Germany is expected to reduce natural gas consumption and increase coal burning to help fill gas storage facilities for the coming winter, German Economy Minister Robert Habeck announced Sunday, as the country moves away from reduced Russian gas supplies.
“The situation is serious,” Habeck said in a statement. “Therefore, we continue to reinforce precautions and take additional measures to reduce natural gas consumption. More gas must be put into the storage facilities, otherwise things will get really tight in the winter.”
Germany relies heavily on gas from Moscow to supply its homes and heavy industries, but it has managed to reduce Russia’s share of its imports from 55% to 35% since the start of the war in Ukraine.
Habeck said security of supply is currently assured, despite a “worse situation in the gas market” in recent days. The rise in prices was “Putin’s strategy to destabilize and divide us”, the minister said. “We will not allow this. We are striking back decisively, accurately and thoughtfully,” he said.
Despite Germany’s plans to phase out coal-based power production, Habeck, a Green Party politician in the center-left ruling coalition, announced a return to “coal-fired power plants for a transitional period” to reduce energy consumption. gas for electricity production.
“We are setting up a substitute gas reserve. That’s bittersweet, but it’s almost necessary in this situation to reduce gas consumption,” Habeck said.
Gas storage rules
The German economy ministry is preparing a “model gas auction to be launched this summer to encourage industries to save gas,” according to the press release.
In March, German lawmakers passed a gas storage law stipulating that gas storage facilities must be almost completely full at the start of the heating period to safely spend the winter.
“The levels have been specified for this purpose: by October 1st, storage facilities must be 80% full, by November 1st, 90%, and by February 1st, still 40%,” according to the law.
Currently at around 56% gas storage tanks are at an above average level in Germany compared to previous years.
“We must and will do everything we can to store as much gas as possible in the summer and fall.

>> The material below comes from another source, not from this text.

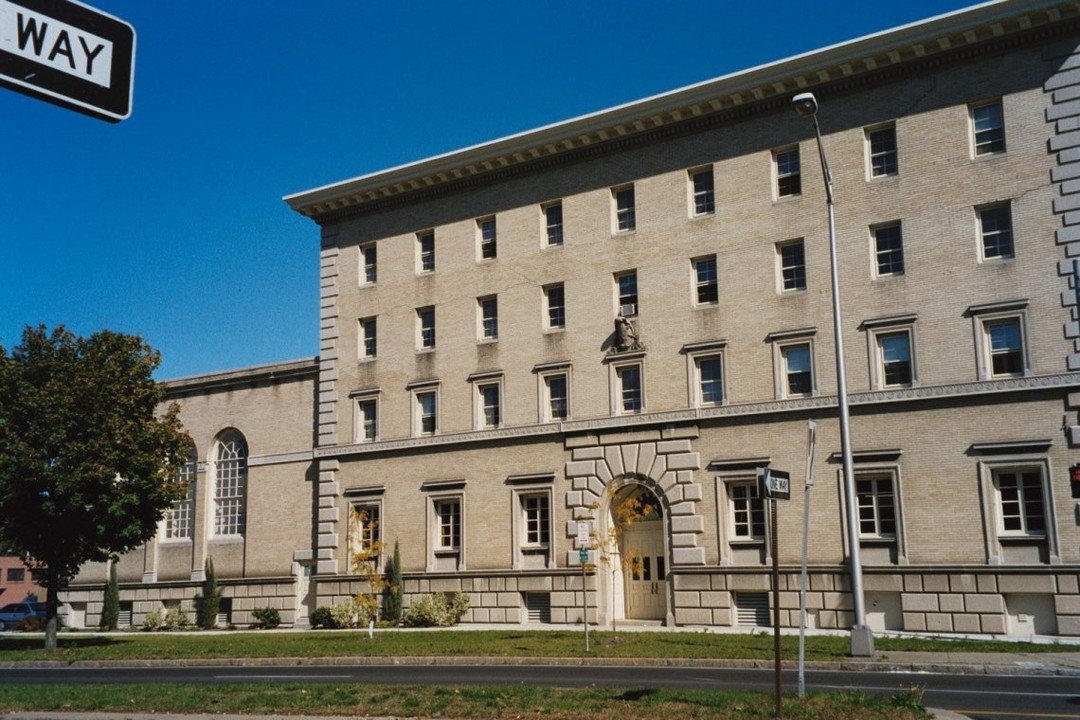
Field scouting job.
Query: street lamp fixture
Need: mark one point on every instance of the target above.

Storage facilities must be full by winter. That’s the top priority,” Habeck said.
In March, Putin threatened to cut gas deliveries to “hostile” countries that refused to pay in rubles rather than euros or dollars declared in contracts.

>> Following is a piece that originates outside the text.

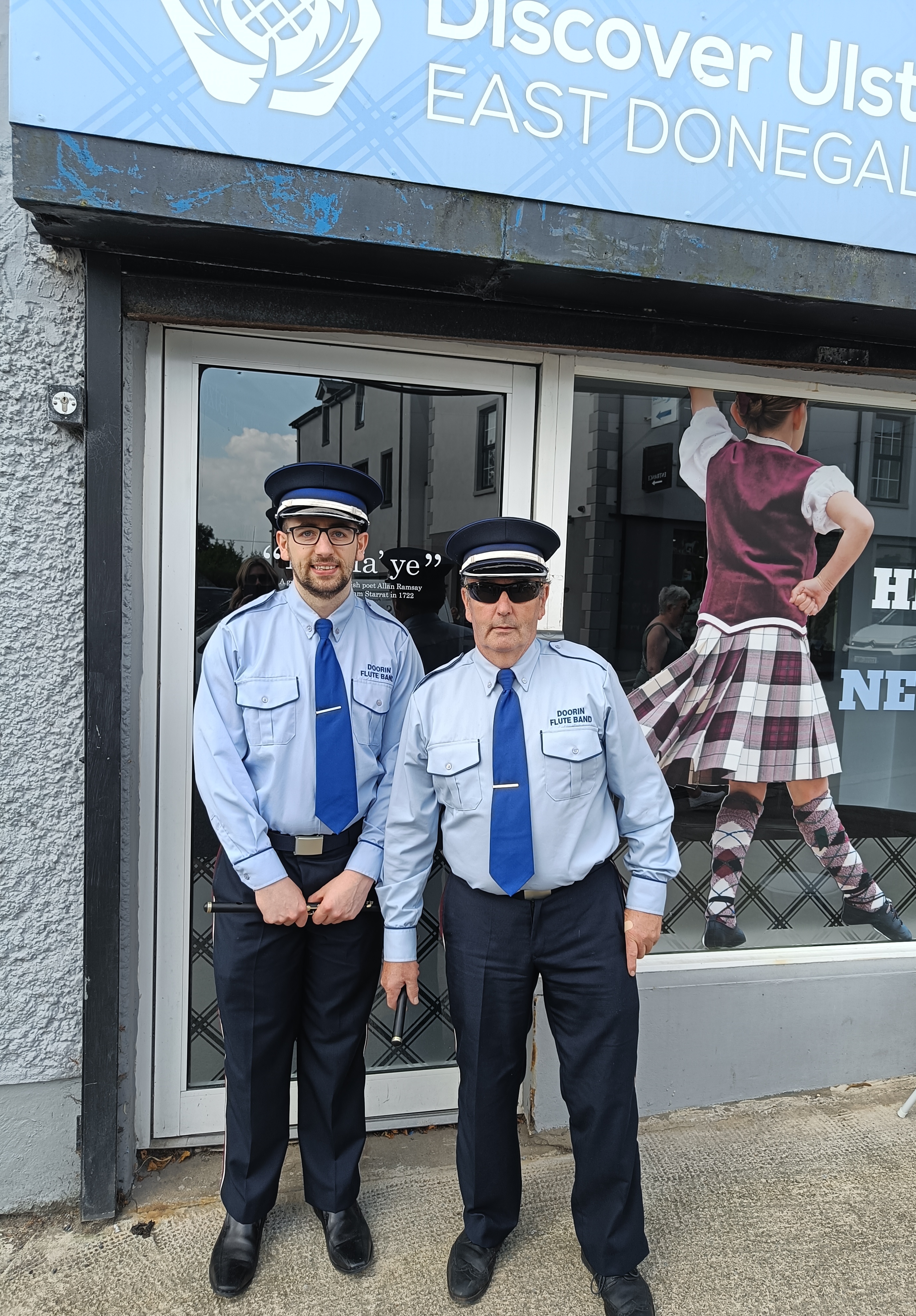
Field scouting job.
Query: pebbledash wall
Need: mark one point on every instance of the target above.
(41, 711)
(228, 240)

Since then, Russian state energy giant Gazprom has offered customers a solution. Buyers could make payments in euros or dollars to an account at Russia’s Gazprombank, which would then convert the funds into rubles and transfer them to a second account from which payment to Russia would be made.
But many European companies, including Shell Energy, refused to comply, prompting Gazprom to stop supplying natural gas to Shell’s German customers in June.
Last Thursday (16), Gazprom cut off the flow of gas through the Nord Stream 1 pipeline – a major link that carries gas from Russia to Germany – for the second time in just a few days, pushing up prices.
The Russian energy giant said it had reduced gas deliveries because the German company Siemens Energy had delayed the return of turbines that needed repairs. Siemens had taken the turbines to one of its Canadian factories for maintenance.
The company said in a statement that it was “impossible” to return the equipment to Russia because of the sanctions Canada imposed on the country for its invasion of Ukraine.